Juhle, nodding sagely, looked at his watch. “How long you want to give it?”

They’d already been parked here for nearly a half hour. They had been on their way out to Nancy Neshek’s to canvass the neighborhood, but the idea of slogging to mostly empty houses through the rain to try to talk to rich people who didn’t look out their windows had persuaded them both to take another stab at interviewing Alicia Thorpe. After the scarf identification yesterday, both of them thought she was close to breaking, and now Russo was of the opinion that even though they didn’t know definitely whose semen it was, they could drop the news, which they’d held back yesterday, about its presence on the scarf and see if they could break her at last.

Yesterday, she’d remained strong in her insistence that she’d lost the scarf a few week ago, but that, too, was something they had on tape that she could possibly contradict, and once that happened, their leverage would increase exponentially. Neither of them had much doubt about her factual guilt, and they felt that they needed just one small break to have an excuse to put on the handcuffs and take her downtown, and once that happened, the confession was pretty much just going to be a matter of time.

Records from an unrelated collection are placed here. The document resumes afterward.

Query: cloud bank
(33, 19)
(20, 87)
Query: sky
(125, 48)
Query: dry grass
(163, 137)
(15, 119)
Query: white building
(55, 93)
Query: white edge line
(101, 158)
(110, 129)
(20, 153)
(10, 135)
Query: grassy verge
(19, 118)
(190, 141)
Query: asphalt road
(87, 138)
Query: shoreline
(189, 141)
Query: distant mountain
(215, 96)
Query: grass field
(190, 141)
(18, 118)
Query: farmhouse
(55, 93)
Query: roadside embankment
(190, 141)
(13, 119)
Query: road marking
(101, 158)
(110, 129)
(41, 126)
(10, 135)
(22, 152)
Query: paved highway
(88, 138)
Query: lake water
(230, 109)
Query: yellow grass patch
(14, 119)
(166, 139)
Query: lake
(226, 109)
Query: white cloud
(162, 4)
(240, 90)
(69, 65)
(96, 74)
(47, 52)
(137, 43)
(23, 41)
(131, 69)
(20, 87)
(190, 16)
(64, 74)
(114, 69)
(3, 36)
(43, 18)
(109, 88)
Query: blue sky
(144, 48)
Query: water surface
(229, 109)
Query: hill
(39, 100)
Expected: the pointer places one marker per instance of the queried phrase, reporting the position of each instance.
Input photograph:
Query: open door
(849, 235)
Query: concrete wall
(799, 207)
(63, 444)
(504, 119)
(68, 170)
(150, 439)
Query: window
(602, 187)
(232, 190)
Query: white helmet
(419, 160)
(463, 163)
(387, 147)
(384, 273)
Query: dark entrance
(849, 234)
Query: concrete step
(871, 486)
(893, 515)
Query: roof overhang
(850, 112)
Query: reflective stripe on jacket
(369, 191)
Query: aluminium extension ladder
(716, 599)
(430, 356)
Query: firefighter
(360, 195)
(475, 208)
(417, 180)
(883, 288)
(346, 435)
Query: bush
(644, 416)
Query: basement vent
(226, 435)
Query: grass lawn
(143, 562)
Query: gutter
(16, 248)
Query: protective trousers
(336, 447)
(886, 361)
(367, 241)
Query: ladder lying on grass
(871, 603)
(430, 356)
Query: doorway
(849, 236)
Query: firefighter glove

“Ten more minutes,” Russo said. “Then we get something to eat and come back one time on our way out to Seacliff.”

“The quality of decisiveness,” Juhle said, “is not strained.”

“What?” Russo asked.

At that moment, the cell phone on Juhle’s belt went off with a ringtone from an old-fashioned telephone that was so loud it made them both jump.

“You gotta change that,” Russo said.

But Juhle, already on the call, didn’t even hear her. “Yeah,” he said, and then again. “Yeah, but we’ll be in the field most of the day. Nothing so far, but if he’s interested, he can catch us down at the Hall when we get back in.